Remote unauthenticated command injection by Fortinet PSIRT
This is a different CVE than the FortMajeure CVE listed above in State of the Art. CVE-2025-25256 affects Fortinet’s FortiSIEM product, which makes this even funnier because it attacks a security product that is supposed to detect attacks just like this one. Fortinet PSIRT says there are already practical exploits in the wild for this, so put your SIEM behind a gateway and don’t expose it to the Internet!
LazarOps: APT Tactics Targeting the Developers Supply Chain [PART 1] by SecurityJoes
I’ve posted several articles focusing on DPRK-Nexus threat actors compromising developers and the software supply chain. I’ve never seen an article on this subject from an Incident Response team that helped remediate an incident for a victim. This looks like a typical Contagious Interview attack chain, where the developer was contacted by a fake recruiter and tasked to solve a coding test in a malicious GitHub repository. The updated TTPs I’ve seen here include iterating through a list of 1000 potential domains in a pastebin file if the initial C2 communication fails.
How attackers are using Active Directory Federation Services to phish with legit office.com links by Luke Jennings
This is an excellent follow-up post on phishing techniques to Mehmet’s post above, so make sure to read that one first. During his phishing kit research, Jennings found a peculiar malvertising-style phishing page for Microsoft accounts.
Attackers found a clever open-redirect in office.com
, not due to a vulnerability or open parameter, but rather due to how Office performs redirects to ADFS tenants for authentication. By creating an attacker-controlled ADFS tenant, you can tell Office to redirect to your Azure infrastructure, where you control the chain of redirects. This helps attackers make victims believe it’s a legitimate URL since it’s from the Office domain.
From Bing Search to Ransomware: Bumblebee and AdaptixC2 Deliver Akira by The DFIR Report
Excellent and concise DFIR Report write-up on an SEO poisoning attack that led to Akira ransomware. The threat actor targeted victims searching for OpManager and presented a fake website that packaged the legitimate software with Bumblebee. They installed AdaptixC2 next and began moving laterally throughout the network. Once they hit the primary domain controller, they exfiltrated sensitive files and started encrypting the network with Akira.
🔗 Open Source
IDA Pro plugin that helps generates cross-references (XRefs) that IDA missed. It particularly focuses on modern compiled languages like Rust/Go/C++ and binaries with some advanced obfuscation techniques. It does note it’s designed to be used alongside Mandiant’s XRefer plugin.

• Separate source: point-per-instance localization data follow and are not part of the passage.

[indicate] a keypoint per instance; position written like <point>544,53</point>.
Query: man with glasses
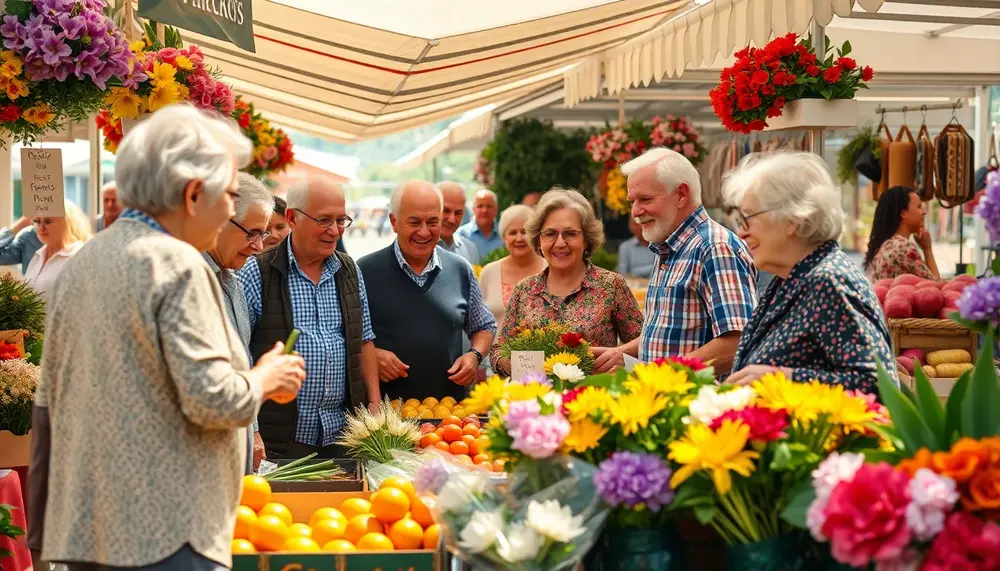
<point>306,284</point>
<point>702,290</point>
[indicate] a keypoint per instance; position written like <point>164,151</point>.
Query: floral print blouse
<point>898,255</point>
<point>603,310</point>
<point>823,322</point>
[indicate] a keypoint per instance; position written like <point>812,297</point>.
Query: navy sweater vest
<point>423,326</point>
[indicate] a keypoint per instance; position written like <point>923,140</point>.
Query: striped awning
<point>349,81</point>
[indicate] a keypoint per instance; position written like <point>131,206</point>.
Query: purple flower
<point>633,479</point>
<point>981,301</point>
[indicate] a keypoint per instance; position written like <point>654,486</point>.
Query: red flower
<point>966,543</point>
<point>866,516</point>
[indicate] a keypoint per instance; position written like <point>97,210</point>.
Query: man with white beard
<point>702,290</point>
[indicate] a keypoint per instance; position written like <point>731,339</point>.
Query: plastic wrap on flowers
<point>546,515</point>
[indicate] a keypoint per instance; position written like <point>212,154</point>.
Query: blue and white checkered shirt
<point>322,343</point>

0xJs/BYOVD_read_write_primitive
This is a neat PoC repository of several BYOVD techniques. The README contains excellent walkthroughs of each method and the -h
output of the binaries with corresponding arguments.
arosenmund/defcon33_silence_kill_edr
Open-source release of a DEFCON 33 training dubbed “Putting EDRs in Their Place”. It’s a collection of techniques designed to bypass and kill EDRs once you land on a victim system that has the security tool in place. They have a bunch of setup tools, an emulated EDR, VMs, and an explanation of the techniques in their README.
Post-exploitation framework with your typical C2 operations, but with a front-end that looks similar to Cobalt Strike. You can build payloads cross-platform, use it as a teamserver to coordinate operations and write extensions to take advantage of it’s flexibility.